I left class that day so discouraged. This was a huge blow to my ego. It wasn’t just the fact that I wasn’t good at art, it was more that. This confirmed I was officially bad at everything in school. You see, I was already not good a Math and Science. It was bad enough, that “in order to be successful in life you HAD to be good at those subjects.” I wanted to be successful, but since I was bad at those subjects, I felt doomed.
The thing that made me come alive was music, writing, the arts and theater. That’s what I felt made to do. I was told over and over again though “Unless you make it big (which is very hard to do) prepare to be a starving artist.” This always made me feel defeated, but then sometimes I would have thoughts like “Maybe I am creative enough, to be successful with it.” I thought, “maybe I can be such an amazing artist that my parents won’t mind that I never had a heart to be a lawyer or a doctor like their friend’s kids. Maybe I could still make them proud after all.”
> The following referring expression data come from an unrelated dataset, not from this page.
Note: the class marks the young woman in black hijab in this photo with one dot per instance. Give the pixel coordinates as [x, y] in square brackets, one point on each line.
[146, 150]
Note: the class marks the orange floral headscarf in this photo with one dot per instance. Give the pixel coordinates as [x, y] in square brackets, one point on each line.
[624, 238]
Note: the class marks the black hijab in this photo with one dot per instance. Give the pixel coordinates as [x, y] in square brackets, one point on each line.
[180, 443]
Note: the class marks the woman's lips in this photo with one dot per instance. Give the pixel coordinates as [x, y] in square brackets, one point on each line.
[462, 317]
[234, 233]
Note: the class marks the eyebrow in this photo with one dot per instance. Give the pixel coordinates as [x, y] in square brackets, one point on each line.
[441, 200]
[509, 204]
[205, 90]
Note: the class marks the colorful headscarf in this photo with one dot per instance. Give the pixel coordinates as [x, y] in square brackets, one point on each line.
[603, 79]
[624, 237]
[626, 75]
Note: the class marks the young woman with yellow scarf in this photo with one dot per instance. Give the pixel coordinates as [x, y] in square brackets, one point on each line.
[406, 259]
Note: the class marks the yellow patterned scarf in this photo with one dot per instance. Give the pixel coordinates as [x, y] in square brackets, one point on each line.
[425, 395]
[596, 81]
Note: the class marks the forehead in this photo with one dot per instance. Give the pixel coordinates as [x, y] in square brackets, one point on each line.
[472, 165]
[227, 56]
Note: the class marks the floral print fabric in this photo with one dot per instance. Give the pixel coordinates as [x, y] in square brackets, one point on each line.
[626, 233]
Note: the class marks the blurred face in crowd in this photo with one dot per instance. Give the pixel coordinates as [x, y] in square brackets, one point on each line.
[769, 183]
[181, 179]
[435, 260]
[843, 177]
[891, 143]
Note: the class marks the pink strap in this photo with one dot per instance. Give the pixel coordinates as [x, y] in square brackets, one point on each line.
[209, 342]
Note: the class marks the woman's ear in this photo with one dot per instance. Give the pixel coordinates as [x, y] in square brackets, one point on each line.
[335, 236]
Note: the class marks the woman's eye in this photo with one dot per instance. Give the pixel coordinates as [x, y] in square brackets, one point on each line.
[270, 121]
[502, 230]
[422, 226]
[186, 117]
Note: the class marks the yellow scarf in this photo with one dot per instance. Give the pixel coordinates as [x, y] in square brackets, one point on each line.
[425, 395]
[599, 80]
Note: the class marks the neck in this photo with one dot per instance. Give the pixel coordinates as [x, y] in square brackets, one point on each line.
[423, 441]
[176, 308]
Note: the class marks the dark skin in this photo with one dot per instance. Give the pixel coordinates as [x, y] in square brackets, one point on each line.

This class killed all of those hopes for me though. “You aren’t even good at art! You aren’t creative! You are just dumb!” Those thoughts plagued me. For years, I walked around thinking I was the dumbest person to walk this earth. I hated that I wasn’t smart. I wasn’t pretty either. The only thing I had going for me was my sense of humor. I clung to it and hoped it would distract from how unintelligent and plain I was.
Flash forward years later, I was venting to my husband over something and made the comment “that I wasn’t good at anything.” He looked at me stunned. “What? You are good at a lot of things! I think you are very smart!” he said. I kind of chuckled “yeah ok.” “You are! You are good at music, and writing and- ” I KNOW I KNOW, I’m good at all those things. I just wish I was good at something that actually mattered.” The tears streamed down my face, betraying the fact, that I told myself I was “ok with being dumb.”
Much healing has taken place and I don’t feel that way anymore. At the time though, I didn’t understand my genius. I was too busy judging myself over things that weren’t my gift. To this day, if you put me next to a Mathlete, I’m not going to look that smart. If you want to have a scientific debate with me, I’m lost. I still am not great at drawing. I’m pretty bad at painting as well. That’s ok. I still love those things, and you will still find me in art galleries drooling over paintings, that I’m not able to do.
I am no longer discouraged by what I can not do. My weaknesses allow me to marvel in others strengths I don’t posses. The reality is, I may not be good at Science or Math, but I’m definitely not dumb. I’m no super model, but I am certainly beautiful. I can’t draw amazing sketches like my husband or kill at pottery, like Kristen, but I know in my heart that I am an artist. I was born to create.
You are a genius. You are brilliant.You are beautiful masterpiece that no one will ever be able to imitate. They can try, but it will never be the same. I am so tired of brilliant minds, being fooled into believing they are dumb. It’s time to embrace your genius. It’s time to un-apoligetically be who YOU were created to be. Next time the world tries to tell you just how dumb you are because your genius doesn’t look like someone else’s, you respond like the fish. You respectfully admire, the birds that can fly and the cat’s that can climb trees. Then you swim. You do what you were made to do, brilliantly.